Here's a variant that accepts both materialized and non-materialized sequences. It automatically determines whether or not it's monotonic, and if so, its direction (i.e. increasing or decreasing) and strictness. Inline comments are provided to help the reader. Similarly for test-cases provided at the end.
def isMonotonic(seq):
"""
seq.............: - A Python sequence, materialized or not.
Returns.........:
(True,0,True): - Mono Const, Strict: Seq empty or 1-item.
(True,0,False): - Mono Const, Not-Strict: All 2+ Seq items same.
(True,+1,True): - Mono Incr, Strict.
(True,+1,False): - Mono Incr, Not-Strict.
(True,-1,True): - Mono Decr, Strict.
(True,-1,False): - Mono Decr, Not-Strict.
(False,None,None) - Not Monotonic.
"""
items = iter(seq) # Ensure iterator (i.e. that next(...) works).
prev_value = next(items, None) # Fetch 1st item, or None if empty.
if prev_value == None: return (True,0,True) # seq was empty.
# ============================================================
# The next for/loop scans until it finds first value-change.
# ============================================================
# Ex: [3,3,3,78,...] --or- [-5,-5,-5,-102,...]
# ============================================================
# -- If that 'change-value' represents an Increase or Decrease,
# then we know to look for Monotonically Increasing or
# Decreasing, respectively.
# -- If no value-change is found end-to-end (e.g. [3,3,3,...3]),
# then it's Monotonically Constant, Non-Strict.
# -- Finally, if the sequence was exhausted above, which means
# it had exactly one-element, then it Monotonically Constant,
# Strict.
# ============================================================
isSequenceExhausted = True
curr_value = prev_value
for item in items:
isSequenceExhausted = False # Tiny inefficiency.
if item == prev_value: continue
curr_value = item
break
else:
return (True,0,True) if isSequenceExhausted else (True,0,False)
# ============================================================
# ============================================================
# If we tricked down to here, then none of the above
# checked-cases applied (i.e. didn't short-circuit and
# 'return'); so we continue with the final step of
# iterating through the remaining sequence items to
# determine Monotonicity, direction and strictness.
# ============================================================
strict = True
if curr_value > prev_value: # Scan for Increasing Monotonicity.
for item in items:
if item < curr_value: return (False,None,None)
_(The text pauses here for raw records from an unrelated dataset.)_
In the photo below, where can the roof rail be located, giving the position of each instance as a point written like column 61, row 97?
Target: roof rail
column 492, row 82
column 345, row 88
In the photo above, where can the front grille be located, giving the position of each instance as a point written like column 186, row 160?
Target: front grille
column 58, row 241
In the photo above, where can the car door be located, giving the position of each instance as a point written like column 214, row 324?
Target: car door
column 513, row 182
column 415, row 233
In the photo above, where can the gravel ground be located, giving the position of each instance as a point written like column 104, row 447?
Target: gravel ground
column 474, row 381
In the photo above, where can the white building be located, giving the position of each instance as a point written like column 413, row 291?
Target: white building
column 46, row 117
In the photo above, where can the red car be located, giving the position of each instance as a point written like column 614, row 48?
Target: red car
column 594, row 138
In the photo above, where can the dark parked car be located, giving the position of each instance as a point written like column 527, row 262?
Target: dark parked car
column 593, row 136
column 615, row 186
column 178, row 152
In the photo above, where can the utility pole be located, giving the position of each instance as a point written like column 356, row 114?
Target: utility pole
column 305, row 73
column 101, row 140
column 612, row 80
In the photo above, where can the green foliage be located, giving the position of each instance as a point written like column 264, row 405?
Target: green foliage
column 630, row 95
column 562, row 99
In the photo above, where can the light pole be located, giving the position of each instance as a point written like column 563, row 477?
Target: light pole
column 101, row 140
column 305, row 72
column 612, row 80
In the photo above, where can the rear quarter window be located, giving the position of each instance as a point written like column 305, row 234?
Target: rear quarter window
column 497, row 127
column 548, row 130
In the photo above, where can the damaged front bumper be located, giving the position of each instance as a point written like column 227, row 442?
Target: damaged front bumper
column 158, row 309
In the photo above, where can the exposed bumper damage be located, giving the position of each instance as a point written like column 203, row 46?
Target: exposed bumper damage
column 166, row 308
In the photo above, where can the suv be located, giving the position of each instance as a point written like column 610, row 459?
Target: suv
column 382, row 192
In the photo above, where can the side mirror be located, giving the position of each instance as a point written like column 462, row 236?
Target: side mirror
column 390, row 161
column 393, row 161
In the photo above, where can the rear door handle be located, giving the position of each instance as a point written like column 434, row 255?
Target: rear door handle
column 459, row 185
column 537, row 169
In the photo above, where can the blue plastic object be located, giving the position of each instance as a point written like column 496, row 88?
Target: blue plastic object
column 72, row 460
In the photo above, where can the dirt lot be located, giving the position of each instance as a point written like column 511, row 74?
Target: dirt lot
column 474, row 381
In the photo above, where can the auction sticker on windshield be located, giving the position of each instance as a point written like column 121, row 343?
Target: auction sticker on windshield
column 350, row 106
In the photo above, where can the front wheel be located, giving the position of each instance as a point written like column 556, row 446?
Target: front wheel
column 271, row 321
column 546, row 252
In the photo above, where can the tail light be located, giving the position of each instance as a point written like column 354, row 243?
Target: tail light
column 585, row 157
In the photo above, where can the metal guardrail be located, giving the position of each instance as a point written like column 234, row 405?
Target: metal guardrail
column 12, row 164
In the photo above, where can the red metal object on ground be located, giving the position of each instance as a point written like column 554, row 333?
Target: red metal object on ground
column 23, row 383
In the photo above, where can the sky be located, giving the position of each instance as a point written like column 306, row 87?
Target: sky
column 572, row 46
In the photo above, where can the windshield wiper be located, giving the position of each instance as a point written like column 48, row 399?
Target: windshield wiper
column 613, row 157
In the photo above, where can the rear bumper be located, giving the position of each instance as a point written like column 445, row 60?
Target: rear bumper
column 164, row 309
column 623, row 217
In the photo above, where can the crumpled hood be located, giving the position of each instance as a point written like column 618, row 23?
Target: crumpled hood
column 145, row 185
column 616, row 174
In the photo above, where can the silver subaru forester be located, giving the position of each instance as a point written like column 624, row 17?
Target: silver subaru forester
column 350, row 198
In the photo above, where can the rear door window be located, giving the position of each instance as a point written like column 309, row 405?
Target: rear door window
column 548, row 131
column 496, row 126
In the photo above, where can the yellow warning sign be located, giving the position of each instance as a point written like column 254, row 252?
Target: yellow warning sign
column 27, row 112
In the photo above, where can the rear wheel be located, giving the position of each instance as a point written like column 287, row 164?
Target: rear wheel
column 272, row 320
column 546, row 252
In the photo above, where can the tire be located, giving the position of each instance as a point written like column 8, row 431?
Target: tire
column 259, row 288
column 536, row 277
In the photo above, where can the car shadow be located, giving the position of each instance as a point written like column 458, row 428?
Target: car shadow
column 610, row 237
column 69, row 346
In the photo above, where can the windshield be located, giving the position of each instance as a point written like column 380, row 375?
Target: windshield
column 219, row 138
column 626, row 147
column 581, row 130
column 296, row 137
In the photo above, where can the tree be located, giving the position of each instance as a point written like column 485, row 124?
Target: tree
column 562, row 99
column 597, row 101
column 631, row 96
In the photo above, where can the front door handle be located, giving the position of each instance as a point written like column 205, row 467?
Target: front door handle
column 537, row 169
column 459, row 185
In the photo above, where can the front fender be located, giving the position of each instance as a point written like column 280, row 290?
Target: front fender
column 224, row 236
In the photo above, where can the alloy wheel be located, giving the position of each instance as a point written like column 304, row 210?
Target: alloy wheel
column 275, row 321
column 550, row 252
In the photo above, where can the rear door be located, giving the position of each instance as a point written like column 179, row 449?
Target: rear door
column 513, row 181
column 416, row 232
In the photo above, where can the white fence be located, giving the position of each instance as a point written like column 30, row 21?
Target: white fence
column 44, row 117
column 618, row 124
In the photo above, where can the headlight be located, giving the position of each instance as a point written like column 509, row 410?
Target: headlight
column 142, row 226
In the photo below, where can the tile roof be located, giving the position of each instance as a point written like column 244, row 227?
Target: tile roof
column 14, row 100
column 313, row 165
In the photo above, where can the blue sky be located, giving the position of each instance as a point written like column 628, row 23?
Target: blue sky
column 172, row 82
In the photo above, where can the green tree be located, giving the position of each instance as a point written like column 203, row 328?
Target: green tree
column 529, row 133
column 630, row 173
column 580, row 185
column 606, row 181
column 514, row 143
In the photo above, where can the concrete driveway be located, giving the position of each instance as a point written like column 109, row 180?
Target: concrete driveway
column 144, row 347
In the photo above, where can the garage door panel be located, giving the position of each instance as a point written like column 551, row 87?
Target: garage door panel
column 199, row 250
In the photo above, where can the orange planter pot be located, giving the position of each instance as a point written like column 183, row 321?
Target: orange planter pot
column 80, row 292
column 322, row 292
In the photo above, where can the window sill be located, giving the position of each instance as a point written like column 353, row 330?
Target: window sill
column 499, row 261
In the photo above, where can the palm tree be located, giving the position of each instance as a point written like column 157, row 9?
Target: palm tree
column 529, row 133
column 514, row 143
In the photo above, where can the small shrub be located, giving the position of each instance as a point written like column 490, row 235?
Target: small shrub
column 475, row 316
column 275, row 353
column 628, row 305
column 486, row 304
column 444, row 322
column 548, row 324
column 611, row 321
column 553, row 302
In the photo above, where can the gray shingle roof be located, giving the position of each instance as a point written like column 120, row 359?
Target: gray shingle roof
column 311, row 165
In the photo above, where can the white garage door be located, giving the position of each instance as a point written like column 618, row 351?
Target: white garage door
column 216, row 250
if item == curr_value: strict = False # Tiny inefficiency.
curr_value = item
return (True,+1,strict)
else: # Scan for Decreasing Monotonicity.
for item in items:
if item > curr_value: return (False,None,None)
if item == curr_value: strict = False # Tiny inefficiency.
curr_value = item
return (True,-1,strict)
# ============================================================
# Test cases ...
assert isMonotonic([1,2,3,4]) == (True,+1,True)
assert isMonotonic([4,3,2,1]) == (True,-1,True)
assert isMonotonic([-1,-2,-3,-4]) == (True,-1,True)
assert isMonotonic([]) == (True,0,True)
assert isMonotonic([20]) == (True,0,True)
assert isMonotonic([-20]) == (True,0,True)
assert isMonotonic([1,1]) == (True,0,False)
assert isMonotonic([1,-1]) == (True,-1,True)
assert isMonotonic([1,-1,-1]) == (True,-1,False)
assert isMonotonic([1,3,3]) == (True,+1,False)
assert isMonotonic([1,2,1]) == (False,None,None)
assert isMonotonic([0,0,0,0]) == (True,0,False)
I suppose this could be more Pythonic, but it's tricky because it avoids creating intermediate collections (e.g. list, genexps, etc); as well as employs a fall/trickle-through and short-circuit approach to filter through the various cases: E.g. Edge-sequences (like empty or one-item sequences; or sequences with all identical items); Identifying increasing or decreasing monotonicity, strictness, and so on. I hope it helps.